I can think of a reason: because cheating is wrong and people should feel bad if they do it. Even if we cannot prevent all use of AI, the rule requires students to hide their use. It prevents them from discussing it as though it is normal, because then they will face severe consequences. That combination of factors may even induce them to feel the kind of shame that is normally associated with activities that you have to hide in order to avoid punishment and social sanction. If someone wants to waste their opportunity for education by using AI, they should be forced to act like someone who should be ashamed of their actions, because they should in fact be ashamed of their actions.
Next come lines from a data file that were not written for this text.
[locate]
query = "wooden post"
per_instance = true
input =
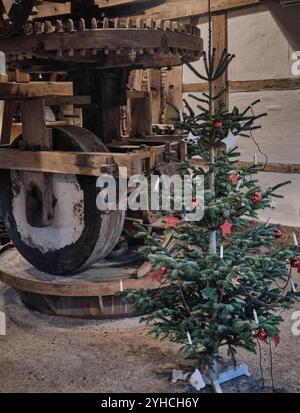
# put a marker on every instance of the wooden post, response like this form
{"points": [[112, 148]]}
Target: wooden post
{"points": [[38, 186], [220, 42]]}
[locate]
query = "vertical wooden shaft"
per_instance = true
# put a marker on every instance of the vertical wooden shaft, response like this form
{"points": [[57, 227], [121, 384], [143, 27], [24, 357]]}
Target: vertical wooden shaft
{"points": [[220, 42]]}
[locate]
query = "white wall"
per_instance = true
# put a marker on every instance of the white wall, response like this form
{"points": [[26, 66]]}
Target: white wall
{"points": [[263, 39]]}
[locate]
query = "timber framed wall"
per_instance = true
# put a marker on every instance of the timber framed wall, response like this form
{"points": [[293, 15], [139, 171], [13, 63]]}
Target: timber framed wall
{"points": [[263, 37]]}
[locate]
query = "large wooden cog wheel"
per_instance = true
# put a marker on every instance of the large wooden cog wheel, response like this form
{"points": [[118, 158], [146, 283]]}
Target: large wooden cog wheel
{"points": [[14, 14], [80, 234]]}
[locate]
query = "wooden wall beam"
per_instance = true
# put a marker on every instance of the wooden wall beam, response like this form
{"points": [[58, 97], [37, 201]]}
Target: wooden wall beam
{"points": [[248, 85], [220, 42], [175, 9], [19, 91], [270, 167], [73, 163]]}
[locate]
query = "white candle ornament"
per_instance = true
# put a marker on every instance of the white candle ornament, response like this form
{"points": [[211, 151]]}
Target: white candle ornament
{"points": [[255, 159], [295, 239], [197, 380], [221, 251], [255, 316]]}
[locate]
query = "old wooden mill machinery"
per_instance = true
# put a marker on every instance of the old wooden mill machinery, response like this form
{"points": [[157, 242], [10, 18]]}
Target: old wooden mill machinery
{"points": [[48, 173]]}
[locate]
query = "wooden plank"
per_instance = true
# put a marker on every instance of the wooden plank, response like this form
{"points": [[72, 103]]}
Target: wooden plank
{"points": [[155, 87], [141, 116], [113, 3], [48, 9], [73, 163], [38, 186], [8, 113], [20, 91], [178, 9], [248, 85], [65, 100], [173, 94], [220, 42]]}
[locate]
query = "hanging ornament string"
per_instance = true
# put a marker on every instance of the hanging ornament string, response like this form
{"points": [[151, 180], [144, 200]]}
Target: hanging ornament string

They should be aware of the possibility that they will have to spend the rest of their life admitting to people, “I was accepted to one of the most prestigious law schools in the country and I gave up all the opportunities that represents because I let the fucking website do my homework and someone caught me.”
In other words, sometimes you make a rule against something because you think that thing is wrong and you want to send a clear message that it’s wrong and people should be ashamed to do it. That’s a thing that people who live in a society have been doing from time immemorial. It is the right and duty of every human community and every human institution to make rules that express its values.
The faculty of UC Berkeley Law School have exercised that right and fulfilled that duty by sending a clear message that the use of LLMs as a shortcut is incompatible with their values. I fully support and congratulate them on this obviously correct stance. I’m willing to accept that there may be narrow technical contexts where the use of AI technology is legitimate, but the general meta-skill of assimilating and digesting information is not and can never be one of those contexts.
The website cannot understand for you, and it will never be able to. In recognition of this fact, faculty members everywhere have a duty not to let the website steal away their students’ one chance at education. We should make every effort to prevent that from happening instead of giving up in advance because we’ve imposed the impossible and absurd standard of 100% effectiveness on ourselves. And if you think otherwise, I urge you to unsubscribe, because I don’t want to be associated with you—though of course, since a website is involved, I could never enforce such a suggestion.



I'd add this: 15 years ago or so, the Internet was still considered a frightening frontier which couldn't be controlled, yada yada. 'But anyone can circumvent those rules on the Dark Web,' that kind of discourse. True! People can do a lot of things if they really want. But in practice, they don't. And the main reason is convenience. Major platforms have fenced the commons and gotten away with it because users like convenience and the benefits of network effects. Throwing up various simple barriers works on most users, full stop. So yeah, it's definitely possible to regulate the AI use of the vast majority of people, if that's our goal
A friend of mine has been mandated - yes mandated - to teach “responsible ai use” in next semester’s world literature course. No details as to what this looks like have been forthcoming.